When it comes to choosing roofing and waterproofing materials, the decisions can be crucial. It’s estimated that 60 percent of litigation claims related to buildings involve the roof, and anyone who’s excavated landscaping to address a below-grade waterproofing issue knows how expensive that process can be.
Roofing and waterproofing professionals all rely to some degree on field testing and laboratory testing to make decisions about which product might perform best for a given project. But how can we make sure those tests are relevant and accurate? Everyone’s heard the old adage about comparing apples to apples, but in the real world it’s hard to get performance data that’s set up under the exact same criteria.
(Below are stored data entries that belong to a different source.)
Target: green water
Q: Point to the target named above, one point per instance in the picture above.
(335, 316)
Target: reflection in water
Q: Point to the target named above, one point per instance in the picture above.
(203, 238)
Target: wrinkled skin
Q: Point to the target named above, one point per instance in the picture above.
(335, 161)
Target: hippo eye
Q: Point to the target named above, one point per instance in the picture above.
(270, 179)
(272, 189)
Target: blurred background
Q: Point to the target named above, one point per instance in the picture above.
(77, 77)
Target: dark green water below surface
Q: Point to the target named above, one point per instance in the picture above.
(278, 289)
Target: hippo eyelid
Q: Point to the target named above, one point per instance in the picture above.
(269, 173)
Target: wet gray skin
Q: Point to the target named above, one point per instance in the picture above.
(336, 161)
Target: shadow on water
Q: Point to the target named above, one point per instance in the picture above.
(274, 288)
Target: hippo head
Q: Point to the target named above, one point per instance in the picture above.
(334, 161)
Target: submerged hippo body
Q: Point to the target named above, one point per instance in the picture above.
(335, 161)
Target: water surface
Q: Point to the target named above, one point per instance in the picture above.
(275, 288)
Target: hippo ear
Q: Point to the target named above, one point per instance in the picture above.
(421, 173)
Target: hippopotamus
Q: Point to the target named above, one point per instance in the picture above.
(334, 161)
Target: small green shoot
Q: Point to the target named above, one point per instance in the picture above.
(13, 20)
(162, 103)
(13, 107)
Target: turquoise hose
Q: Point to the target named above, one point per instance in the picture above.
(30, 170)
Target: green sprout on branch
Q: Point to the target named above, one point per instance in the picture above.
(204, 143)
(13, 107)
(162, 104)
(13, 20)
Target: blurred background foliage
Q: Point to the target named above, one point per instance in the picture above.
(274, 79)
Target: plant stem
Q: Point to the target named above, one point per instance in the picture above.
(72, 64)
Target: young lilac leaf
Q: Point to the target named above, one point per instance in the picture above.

A roof in Seattle faces different conditions than a roof in Texas or Minnesota. The roof of a warehouse faces different conditions than the roof on top of a manufacturing facility, a restaurant or a condominium.
Which tests are required and how those tests are conducted are important, too. As the article titled “Putting Membranes to the Test” shows, products from different categories can be subjected to different tests. Relatively new products such as single-ply membranes are subjected to longer-term UV and thermal aging to predict performance, while modified bitumen membranes, which have been around longer, generally use black-oven aging to accelerate performance. Differences like this can makes it difficult to differentiate between products. And it’s not just single products that have to be compared, but entire systems.
True apples-to-apples comparisons don’t come around very often, but when they do it’s nice to see someone take advantage of them. When four almost identical buildings at a correctional facility in upstate New York needed re-roofing, they presented a perfect opportunity to compare the performance of four different roof systems. A team of professionals was able to do just that — and install testing equipment to measure performance. For more detail on the research study, check out Jim Kirby’s article titled “Green, Greener, Greenest.”
It’s fascinating data. Now all you have to do is figure out how to recreate this study in your neighborhood.